A Life-Changing Educational Journey
Moving from bush school in Maar Village to refugee camp schools and finally to formal school in the U.S. was like moving from darkness to light.
I grew up in a little village in South Sudan called Maar. In my village, all children grew up already knowing the direction where their lives would go. You would become a herdsman, marry and raise a family. In my early childhood, I was not yet exposed to any school education system, but I was introduced to the life in the cattle camp where everyone is assigned a role.
When the civil war broke out between North and South Sudan, people were displaced within South Sudan and neighboring countries. My really first exposure to education was in Ame Refugee Camp. The living conditions there were competitive and not conducive to learning.
I didn’t have enough food to eat, and I was constantly worried about where my next meal was going to come from. We would have to share one book between 50 children. Learning the alphabet was also a challenge because we had to write the letters on the dirt floor. As a result of these harsh conditions, I did not understand the value of education.

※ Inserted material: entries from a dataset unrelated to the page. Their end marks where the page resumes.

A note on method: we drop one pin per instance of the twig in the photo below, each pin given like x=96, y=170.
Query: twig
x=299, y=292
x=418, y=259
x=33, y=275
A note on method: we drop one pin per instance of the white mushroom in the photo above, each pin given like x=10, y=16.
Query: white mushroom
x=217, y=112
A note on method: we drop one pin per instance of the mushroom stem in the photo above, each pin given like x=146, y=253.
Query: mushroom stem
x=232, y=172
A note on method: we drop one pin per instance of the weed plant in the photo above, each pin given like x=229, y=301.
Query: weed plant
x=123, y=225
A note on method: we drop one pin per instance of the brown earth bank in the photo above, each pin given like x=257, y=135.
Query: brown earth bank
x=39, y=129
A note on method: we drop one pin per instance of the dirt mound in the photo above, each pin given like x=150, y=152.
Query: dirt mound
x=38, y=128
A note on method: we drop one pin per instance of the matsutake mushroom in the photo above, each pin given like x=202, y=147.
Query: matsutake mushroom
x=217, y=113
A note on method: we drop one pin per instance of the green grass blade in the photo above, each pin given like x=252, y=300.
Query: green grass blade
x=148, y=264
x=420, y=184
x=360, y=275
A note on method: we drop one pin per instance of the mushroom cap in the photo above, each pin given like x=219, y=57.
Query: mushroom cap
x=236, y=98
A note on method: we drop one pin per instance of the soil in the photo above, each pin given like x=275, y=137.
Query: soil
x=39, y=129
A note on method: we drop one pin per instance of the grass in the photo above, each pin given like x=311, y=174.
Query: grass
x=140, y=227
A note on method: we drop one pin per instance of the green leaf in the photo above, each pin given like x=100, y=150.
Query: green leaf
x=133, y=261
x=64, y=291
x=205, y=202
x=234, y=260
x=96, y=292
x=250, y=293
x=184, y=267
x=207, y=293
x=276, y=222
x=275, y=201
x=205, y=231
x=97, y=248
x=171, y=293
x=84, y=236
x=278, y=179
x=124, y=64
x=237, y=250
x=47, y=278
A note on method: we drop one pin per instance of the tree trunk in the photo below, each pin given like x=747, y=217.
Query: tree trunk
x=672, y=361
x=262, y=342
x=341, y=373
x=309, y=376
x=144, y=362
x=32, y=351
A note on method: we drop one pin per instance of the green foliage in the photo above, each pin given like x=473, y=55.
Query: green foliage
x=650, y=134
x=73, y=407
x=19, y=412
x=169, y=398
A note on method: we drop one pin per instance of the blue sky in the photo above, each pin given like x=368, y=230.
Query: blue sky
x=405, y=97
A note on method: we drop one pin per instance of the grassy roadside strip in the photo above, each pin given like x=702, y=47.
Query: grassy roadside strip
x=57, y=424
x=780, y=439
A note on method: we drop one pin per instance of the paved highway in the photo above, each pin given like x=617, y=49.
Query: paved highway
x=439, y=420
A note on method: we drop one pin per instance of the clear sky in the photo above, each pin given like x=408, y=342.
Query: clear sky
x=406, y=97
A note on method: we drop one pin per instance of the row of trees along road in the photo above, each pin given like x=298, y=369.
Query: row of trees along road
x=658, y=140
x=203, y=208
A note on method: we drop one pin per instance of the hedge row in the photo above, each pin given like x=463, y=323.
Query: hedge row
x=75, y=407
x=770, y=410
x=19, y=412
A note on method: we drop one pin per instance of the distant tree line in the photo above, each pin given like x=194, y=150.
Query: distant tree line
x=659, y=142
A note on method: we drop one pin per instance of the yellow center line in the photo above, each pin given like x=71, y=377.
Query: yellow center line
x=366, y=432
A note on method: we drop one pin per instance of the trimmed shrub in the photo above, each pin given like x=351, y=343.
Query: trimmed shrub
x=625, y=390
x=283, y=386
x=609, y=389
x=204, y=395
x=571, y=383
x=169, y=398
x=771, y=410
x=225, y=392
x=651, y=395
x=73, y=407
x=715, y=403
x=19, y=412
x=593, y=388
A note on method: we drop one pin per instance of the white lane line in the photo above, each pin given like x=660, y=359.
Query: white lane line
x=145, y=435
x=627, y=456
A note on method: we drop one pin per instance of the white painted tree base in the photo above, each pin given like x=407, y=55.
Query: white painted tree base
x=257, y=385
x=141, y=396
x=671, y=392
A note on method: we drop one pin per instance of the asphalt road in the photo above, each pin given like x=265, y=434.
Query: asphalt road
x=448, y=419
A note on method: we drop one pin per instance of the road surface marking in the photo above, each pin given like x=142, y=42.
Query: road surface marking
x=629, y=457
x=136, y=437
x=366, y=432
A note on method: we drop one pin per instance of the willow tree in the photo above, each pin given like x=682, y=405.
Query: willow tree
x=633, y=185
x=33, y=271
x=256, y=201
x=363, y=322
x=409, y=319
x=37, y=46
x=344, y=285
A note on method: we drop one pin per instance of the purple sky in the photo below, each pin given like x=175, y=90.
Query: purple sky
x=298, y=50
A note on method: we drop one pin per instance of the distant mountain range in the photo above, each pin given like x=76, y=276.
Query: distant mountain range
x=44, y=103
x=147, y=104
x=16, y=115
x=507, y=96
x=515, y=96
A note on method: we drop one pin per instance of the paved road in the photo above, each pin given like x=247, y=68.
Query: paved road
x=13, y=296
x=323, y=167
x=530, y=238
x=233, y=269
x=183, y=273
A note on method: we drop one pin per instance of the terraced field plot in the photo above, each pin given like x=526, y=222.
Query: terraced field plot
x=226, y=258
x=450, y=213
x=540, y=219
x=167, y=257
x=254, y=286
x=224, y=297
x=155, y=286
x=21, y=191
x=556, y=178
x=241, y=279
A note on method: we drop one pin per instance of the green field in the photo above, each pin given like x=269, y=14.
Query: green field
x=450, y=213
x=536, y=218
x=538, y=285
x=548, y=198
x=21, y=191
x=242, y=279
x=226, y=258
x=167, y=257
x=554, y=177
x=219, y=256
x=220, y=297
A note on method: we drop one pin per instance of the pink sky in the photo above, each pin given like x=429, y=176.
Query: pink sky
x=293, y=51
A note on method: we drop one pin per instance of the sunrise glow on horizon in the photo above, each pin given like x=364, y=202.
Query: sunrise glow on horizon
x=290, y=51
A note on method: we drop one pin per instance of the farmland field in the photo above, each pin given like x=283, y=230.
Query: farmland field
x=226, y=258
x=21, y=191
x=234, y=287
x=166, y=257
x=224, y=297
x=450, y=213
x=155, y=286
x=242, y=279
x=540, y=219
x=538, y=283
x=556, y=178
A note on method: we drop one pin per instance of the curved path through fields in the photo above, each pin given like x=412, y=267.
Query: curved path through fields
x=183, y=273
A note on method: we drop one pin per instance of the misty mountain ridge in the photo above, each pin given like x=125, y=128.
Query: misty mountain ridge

Eventually, I made it to Kakuma Refugee Camp in Kenya. The United Nations opened up many schools from elementary school to high school throughout the camp. Here I began to learn the value of education. I started in the equivalent of first grade here in the U.S., but things were still rough in the camp, due to the lack of food and essential items.
On top of the school work, we had to make sure we completed labor-intensive chores before going to school, such as cooking, fetching water and getting firewood for cooking. In the early days of my education, I was really bright. Despite these living conditions, I was ranked first in my class.
Unfortunately, my education later went downhill due to worsened conditions at the refugee camp. There was not enough food for my cousins, brother and me to eat, so I would go to a displacement camp to find enough food rations for us. I was forced to miss many days from school. When I returned, all of my classmates had been promoted to the next grade, and it was difficult for me to catch up to them.
I came to the United States in 2001, and I was resettled in Webberville, Michigan, as a foster child. When I moved to America and entered into the western educational system, my education was finally allowed to be a priority for me, and the educational opportunities I received began to change my life.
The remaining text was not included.